For his second Pentatone release Lost & Found, Sean Shibe trades in his acoustic guitar for an electric model, supplanted by an array of sophisticated pedals. Although Shibe mixes and matches a wide array of composers, the recital’s overall trajectory evokes the kind of moody, slow moving soundscape one associates with “ambient” music practitioners like Brian Eno, Robert Fripp, and Harold Budd.
Play Hildegard von Bingen’s O choruscans lux stellarum and Olivier Leith’s “Pushing my thumb through a plate” back to back, for example, and you’d be hard pressed to determine who’s who, or, for that matter, which composer was born in 1098 and which was born in 1990! At the same time, the long sustained dissonant chords in Julius Eastman’s Buddah and the gentle, prickly melodic flourishes in Messiaen’s O sacrum convivium add welcome stylistic variety.
The three Moondog selections prove my long-held point that if you play any of his catchy and disarming pieces on electric guitar, they wind up sounding like late 1960s/early 1970s psychedelia; think of Jefferson Airplane/Hot Tuna guitarist Jorma Kaukonen noodling around, and you’ll get what I mean.
Originally for string quartet, Shiva Feshareki’s graphically scored VENUS/ZOHREH emerges here in harmonically static form, building from soft and ambling to loud and pulsating.

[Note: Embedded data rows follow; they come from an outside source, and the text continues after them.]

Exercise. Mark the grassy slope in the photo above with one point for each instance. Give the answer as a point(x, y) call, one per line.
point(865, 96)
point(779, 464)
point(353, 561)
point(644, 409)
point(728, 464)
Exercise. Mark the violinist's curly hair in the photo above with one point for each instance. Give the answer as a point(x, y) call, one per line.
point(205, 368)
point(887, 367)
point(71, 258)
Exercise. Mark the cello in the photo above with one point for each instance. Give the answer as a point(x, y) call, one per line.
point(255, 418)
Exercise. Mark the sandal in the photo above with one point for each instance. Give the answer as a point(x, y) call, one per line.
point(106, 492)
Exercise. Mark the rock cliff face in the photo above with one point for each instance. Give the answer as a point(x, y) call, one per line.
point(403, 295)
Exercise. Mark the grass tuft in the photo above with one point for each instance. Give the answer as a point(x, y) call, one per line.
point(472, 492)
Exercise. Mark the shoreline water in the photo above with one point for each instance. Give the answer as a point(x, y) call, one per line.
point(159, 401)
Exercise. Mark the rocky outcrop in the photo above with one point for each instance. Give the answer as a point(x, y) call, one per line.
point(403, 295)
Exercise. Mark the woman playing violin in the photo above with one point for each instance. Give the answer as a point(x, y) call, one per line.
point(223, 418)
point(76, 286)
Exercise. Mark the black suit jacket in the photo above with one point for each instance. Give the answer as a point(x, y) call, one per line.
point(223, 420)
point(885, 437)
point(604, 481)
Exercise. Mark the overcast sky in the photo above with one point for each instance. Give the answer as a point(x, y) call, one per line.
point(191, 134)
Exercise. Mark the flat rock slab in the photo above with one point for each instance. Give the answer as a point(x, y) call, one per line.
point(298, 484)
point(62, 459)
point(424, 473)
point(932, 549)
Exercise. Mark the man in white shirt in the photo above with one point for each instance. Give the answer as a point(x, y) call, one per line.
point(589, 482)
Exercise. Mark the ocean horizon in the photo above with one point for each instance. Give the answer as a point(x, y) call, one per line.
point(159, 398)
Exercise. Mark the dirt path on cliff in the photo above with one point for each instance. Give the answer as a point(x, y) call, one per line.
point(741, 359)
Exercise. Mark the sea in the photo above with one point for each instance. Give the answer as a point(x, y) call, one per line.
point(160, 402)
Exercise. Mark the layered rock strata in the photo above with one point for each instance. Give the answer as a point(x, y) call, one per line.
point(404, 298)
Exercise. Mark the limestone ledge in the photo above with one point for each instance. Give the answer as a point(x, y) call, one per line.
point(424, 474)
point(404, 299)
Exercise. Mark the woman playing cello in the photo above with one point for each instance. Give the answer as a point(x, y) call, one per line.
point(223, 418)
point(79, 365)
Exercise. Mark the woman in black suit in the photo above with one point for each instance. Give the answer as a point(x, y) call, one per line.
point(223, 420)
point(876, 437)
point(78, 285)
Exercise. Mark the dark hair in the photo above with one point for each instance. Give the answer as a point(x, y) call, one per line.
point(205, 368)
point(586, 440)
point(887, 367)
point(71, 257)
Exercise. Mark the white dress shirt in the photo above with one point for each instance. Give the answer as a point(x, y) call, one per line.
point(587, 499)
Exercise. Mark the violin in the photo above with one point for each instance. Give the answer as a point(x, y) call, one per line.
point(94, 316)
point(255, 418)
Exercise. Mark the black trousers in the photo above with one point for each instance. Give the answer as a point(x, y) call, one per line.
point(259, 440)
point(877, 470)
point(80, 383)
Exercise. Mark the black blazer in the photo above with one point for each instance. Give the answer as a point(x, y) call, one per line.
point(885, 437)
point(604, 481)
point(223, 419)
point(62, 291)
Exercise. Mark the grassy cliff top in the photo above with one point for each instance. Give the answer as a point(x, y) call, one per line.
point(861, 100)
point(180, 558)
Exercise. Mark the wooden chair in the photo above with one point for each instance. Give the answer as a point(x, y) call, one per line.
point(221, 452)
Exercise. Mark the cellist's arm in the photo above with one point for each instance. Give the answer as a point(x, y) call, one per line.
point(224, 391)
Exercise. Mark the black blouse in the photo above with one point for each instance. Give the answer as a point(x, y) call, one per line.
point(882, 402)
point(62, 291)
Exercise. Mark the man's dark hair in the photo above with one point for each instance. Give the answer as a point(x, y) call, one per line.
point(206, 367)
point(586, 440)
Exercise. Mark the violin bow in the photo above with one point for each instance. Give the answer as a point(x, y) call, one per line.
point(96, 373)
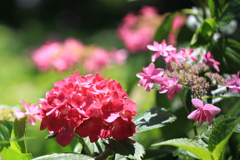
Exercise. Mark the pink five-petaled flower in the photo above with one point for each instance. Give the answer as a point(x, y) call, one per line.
point(161, 49)
point(170, 86)
point(204, 112)
point(32, 111)
point(209, 61)
point(147, 76)
point(234, 83)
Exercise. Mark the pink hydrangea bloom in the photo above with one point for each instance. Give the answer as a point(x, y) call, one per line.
point(234, 83)
point(88, 106)
point(170, 86)
point(162, 49)
point(149, 73)
point(209, 60)
point(32, 111)
point(187, 54)
point(173, 57)
point(204, 112)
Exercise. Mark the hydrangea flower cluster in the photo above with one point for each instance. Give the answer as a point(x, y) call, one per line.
point(184, 69)
point(234, 83)
point(89, 106)
point(64, 56)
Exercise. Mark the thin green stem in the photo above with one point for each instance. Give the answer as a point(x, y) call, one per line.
point(184, 104)
point(99, 147)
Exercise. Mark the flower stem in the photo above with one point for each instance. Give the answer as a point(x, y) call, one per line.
point(184, 104)
point(99, 147)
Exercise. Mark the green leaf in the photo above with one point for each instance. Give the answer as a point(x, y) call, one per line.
point(164, 29)
point(88, 147)
point(232, 12)
point(211, 7)
point(19, 131)
point(153, 118)
point(157, 153)
point(11, 154)
point(64, 156)
point(227, 52)
point(204, 33)
point(193, 146)
point(5, 134)
point(127, 148)
point(223, 127)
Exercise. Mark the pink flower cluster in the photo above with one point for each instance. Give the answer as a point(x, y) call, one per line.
point(204, 112)
point(89, 106)
point(234, 83)
point(31, 110)
point(136, 31)
point(152, 75)
point(64, 56)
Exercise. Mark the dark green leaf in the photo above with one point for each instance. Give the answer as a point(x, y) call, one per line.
point(11, 154)
point(223, 127)
point(64, 156)
point(227, 52)
point(232, 12)
point(19, 131)
point(127, 148)
point(157, 153)
point(193, 146)
point(153, 118)
point(204, 33)
point(164, 29)
point(5, 134)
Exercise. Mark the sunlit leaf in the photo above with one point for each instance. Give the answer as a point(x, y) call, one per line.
point(127, 148)
point(193, 146)
point(64, 156)
point(153, 118)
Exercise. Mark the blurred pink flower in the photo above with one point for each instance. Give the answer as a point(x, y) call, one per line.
point(97, 61)
point(146, 78)
point(148, 11)
point(234, 83)
point(204, 112)
point(136, 31)
point(32, 111)
point(58, 56)
point(119, 56)
point(162, 49)
point(186, 53)
point(178, 21)
point(209, 60)
point(170, 86)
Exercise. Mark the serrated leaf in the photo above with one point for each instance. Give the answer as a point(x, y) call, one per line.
point(153, 118)
point(193, 146)
point(127, 148)
point(223, 127)
point(64, 156)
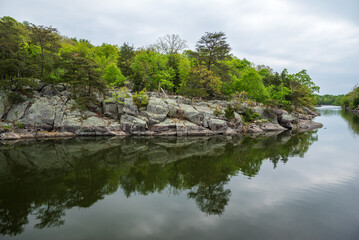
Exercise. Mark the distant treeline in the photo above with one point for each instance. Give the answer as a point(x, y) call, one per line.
point(351, 100)
point(29, 51)
point(328, 99)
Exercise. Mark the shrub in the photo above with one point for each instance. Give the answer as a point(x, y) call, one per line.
point(20, 125)
point(217, 111)
point(250, 116)
point(140, 99)
point(119, 95)
point(229, 112)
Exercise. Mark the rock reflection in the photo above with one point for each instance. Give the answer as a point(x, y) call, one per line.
point(45, 178)
point(352, 119)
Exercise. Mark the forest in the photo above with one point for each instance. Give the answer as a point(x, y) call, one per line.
point(29, 52)
point(351, 100)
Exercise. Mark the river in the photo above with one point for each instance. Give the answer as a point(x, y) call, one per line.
point(286, 186)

Bill Evans’ Peace Piece slows down and disintegrates in Shibe’s hands, while Meredith Monk’s nine-and-a-half-minute Nightful goes on too long for what the music has to say. While Shibe’s polished craftsmanship and careful program building do not hold my undivided attention, I invite curious listeners to check out this release and decide for themselves.